I’ve also shared ways to make this process as easy as possible.

Now, if you use WordPress, there’s an even easier way to make this happen. With WordPress for Android, students can post directly from their phone.

That’s right: Students no longer have to use a computer and log on your class blog. The clunkiness is gone.

This is a huge development. Here are a couple reasons why:

1. More content. Having to use a computer to access the back end of a blog is tedious and not user-friendly, especially for students who dislike technology. But everybody likes their phone! I’m certain that students are more likely to post if they can do so wherever and whenever they like.

2. Quick pics. Who doesn’t like photos? Adding a picture is the easiest thing ever. All students have to do is snap their photo and then share it to WP. It’s very quick and almost as easy as Instagram.

Unfortunately, the app doesn’t allow direct video embedding. I took a short video and uploaded it, and the result was a hyperlink. No good. My students will have to stick with our automatic YouTube uploader, which is a little harder to use and sometimes unreliable.

Still, I’m pretty impressed by WordPress for Android. It’s a free app, and students have to fill in their user credentials just once to use it. I highly recommend the app to teachers with WordPress class blogs. favicon


  1. John at TestSoup

    I’ve seen a lot of posts from you this weekend trying out new tech for your classroom. Always great to see a teacher willing to work on growing even (especially) over the summer.

  2. Mark Isero

    It’s funny, John — I think I’m forgetting that I’m not a teacher this year.

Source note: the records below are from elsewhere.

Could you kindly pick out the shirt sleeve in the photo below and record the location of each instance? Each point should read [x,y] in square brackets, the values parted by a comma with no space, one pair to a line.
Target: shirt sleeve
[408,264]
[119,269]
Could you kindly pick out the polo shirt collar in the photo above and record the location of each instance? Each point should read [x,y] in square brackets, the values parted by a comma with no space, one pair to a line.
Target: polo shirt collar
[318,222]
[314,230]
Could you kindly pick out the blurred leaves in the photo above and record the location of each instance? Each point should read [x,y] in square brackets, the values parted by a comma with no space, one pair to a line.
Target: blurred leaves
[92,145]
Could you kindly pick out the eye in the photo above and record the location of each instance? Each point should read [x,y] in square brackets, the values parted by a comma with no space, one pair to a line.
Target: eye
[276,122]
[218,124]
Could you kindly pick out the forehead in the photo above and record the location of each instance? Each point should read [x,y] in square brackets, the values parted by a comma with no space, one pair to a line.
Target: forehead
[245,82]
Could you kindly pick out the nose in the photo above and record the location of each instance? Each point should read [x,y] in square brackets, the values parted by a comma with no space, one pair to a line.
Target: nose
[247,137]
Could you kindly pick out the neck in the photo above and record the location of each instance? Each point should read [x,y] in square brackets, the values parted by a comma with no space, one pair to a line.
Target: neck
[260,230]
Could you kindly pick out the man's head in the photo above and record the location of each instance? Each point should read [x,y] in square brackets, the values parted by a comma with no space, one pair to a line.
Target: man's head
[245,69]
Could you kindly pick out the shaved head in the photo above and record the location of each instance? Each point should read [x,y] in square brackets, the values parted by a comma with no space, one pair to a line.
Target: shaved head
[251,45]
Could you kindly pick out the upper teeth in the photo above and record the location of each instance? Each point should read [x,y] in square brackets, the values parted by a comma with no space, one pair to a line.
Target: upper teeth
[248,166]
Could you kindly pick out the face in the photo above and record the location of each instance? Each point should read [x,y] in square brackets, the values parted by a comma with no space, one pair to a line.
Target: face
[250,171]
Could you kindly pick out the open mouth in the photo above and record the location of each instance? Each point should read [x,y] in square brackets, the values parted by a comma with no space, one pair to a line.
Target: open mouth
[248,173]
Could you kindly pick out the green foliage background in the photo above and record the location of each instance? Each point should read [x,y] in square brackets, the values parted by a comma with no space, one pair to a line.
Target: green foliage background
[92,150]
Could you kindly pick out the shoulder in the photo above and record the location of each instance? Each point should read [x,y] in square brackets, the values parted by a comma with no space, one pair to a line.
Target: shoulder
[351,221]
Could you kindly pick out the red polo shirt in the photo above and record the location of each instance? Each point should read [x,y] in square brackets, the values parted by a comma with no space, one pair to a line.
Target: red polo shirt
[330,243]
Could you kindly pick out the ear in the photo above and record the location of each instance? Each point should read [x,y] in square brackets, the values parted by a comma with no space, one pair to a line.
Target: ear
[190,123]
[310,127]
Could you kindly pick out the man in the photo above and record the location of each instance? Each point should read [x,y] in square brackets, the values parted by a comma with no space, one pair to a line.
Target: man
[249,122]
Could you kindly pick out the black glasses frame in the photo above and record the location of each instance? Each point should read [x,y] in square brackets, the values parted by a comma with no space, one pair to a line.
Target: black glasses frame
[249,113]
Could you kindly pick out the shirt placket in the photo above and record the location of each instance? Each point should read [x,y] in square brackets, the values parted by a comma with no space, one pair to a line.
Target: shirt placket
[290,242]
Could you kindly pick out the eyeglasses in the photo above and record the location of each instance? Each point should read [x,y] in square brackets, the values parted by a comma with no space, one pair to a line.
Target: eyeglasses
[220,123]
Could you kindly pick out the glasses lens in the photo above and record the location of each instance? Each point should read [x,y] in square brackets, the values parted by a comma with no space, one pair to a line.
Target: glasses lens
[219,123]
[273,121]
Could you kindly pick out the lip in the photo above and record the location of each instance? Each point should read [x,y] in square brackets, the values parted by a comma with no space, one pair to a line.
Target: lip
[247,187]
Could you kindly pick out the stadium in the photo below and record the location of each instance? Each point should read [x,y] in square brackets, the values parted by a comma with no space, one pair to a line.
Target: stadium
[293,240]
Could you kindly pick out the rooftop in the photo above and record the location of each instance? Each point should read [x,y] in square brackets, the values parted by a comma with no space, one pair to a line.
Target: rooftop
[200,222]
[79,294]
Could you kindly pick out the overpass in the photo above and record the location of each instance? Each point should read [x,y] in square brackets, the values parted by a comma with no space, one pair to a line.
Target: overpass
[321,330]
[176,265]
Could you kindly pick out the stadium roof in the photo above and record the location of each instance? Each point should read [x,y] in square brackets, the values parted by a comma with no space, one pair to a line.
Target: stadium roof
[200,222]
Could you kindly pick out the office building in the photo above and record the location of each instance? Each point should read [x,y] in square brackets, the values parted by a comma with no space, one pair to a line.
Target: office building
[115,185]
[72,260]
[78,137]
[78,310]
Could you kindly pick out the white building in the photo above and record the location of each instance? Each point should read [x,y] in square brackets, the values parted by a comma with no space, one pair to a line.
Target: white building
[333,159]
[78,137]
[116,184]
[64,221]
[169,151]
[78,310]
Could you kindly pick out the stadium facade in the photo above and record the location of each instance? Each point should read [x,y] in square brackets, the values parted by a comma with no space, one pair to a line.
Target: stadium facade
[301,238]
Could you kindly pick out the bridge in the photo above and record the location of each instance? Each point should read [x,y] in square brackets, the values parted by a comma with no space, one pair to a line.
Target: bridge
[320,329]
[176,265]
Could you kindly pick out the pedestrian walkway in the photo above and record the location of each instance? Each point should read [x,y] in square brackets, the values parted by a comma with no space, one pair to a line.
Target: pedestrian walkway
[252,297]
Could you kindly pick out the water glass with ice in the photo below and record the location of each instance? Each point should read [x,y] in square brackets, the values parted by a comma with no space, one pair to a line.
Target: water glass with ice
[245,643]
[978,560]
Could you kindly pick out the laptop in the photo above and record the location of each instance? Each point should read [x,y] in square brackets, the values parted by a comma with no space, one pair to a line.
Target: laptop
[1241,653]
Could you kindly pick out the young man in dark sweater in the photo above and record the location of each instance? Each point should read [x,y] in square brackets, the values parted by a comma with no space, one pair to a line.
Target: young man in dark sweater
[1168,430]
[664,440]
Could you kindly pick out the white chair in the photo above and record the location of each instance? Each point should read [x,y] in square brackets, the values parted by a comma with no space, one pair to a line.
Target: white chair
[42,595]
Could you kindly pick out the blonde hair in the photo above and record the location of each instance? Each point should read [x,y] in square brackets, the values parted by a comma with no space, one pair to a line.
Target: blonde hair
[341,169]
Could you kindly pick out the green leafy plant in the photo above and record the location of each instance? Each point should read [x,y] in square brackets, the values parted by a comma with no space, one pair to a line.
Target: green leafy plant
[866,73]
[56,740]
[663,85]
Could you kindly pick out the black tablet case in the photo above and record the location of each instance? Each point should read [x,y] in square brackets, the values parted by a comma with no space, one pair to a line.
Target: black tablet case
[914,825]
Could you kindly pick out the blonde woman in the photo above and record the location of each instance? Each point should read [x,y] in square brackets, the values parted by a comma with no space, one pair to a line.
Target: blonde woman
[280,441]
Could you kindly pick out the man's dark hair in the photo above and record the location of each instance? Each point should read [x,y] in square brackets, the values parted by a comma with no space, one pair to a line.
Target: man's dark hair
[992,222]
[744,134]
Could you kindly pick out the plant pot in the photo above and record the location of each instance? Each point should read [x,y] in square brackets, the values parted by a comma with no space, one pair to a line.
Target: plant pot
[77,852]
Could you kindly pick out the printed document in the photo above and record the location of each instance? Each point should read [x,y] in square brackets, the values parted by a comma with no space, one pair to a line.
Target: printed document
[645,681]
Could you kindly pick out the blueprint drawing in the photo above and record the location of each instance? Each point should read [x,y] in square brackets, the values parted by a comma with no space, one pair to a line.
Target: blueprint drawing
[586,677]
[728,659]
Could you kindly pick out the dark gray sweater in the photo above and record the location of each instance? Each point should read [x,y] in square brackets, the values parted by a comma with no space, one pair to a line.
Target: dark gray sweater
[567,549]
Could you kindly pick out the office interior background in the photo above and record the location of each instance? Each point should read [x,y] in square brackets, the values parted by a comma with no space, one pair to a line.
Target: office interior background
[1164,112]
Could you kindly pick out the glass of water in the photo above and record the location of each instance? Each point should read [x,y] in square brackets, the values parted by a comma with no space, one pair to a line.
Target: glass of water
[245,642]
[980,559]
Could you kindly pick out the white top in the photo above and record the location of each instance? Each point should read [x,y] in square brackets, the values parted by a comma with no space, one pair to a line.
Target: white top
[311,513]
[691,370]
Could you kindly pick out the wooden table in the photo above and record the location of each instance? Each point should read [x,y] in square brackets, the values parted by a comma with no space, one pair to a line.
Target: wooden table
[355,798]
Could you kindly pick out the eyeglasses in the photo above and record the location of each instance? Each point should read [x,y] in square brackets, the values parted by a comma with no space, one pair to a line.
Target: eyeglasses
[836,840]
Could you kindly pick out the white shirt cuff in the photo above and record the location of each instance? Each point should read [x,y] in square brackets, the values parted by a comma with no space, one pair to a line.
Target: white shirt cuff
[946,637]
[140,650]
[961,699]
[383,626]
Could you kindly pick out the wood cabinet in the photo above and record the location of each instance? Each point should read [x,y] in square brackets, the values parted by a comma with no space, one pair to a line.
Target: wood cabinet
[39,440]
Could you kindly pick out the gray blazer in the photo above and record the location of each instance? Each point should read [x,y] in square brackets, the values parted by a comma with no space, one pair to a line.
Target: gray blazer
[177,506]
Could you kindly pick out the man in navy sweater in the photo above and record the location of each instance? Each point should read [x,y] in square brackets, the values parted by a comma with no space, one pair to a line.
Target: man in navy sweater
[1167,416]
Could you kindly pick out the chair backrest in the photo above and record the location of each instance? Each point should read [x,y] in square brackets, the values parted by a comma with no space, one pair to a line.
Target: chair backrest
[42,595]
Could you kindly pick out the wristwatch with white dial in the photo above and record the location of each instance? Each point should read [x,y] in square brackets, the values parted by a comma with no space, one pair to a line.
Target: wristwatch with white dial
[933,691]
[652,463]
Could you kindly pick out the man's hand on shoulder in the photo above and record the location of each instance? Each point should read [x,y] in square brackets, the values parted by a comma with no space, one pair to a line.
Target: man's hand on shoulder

But if any of the teachers I work with like tech, I can offer some pointers. Hope you’re enjoying your summer.

  3. Jacob Aringo

    I’m still struggling with using word press in the classroom — or building a WordPress site in general. Though I see the power in using it. Planning, developing, and implementing a blog/website takes time and as a teacher time is hard to fine when most our time is planning, evaluating, and setting up. I’m trying out a Moodle Site and as I am delving into the program, it has a lot of tool that saves time when front load planning and building is done during the summer. More news on Moodle later as I will be implementing that in the upcoming school year.

    • Mark Isero

      Your websites have always been impressive, Jacob. And yes, they take a lot of time. I’m finding that once I made my WordPress blog more interactive, I was no longer the one who needed to post content all the time.

      That said, WordPress isn’t the best for formal sites that involve teacher-generated content and curriculum. Unless, of course, you have a page linked to your shared Google Drive folder of stuff, which I did last year.

      I’d love to hear more about your Moodle experiment!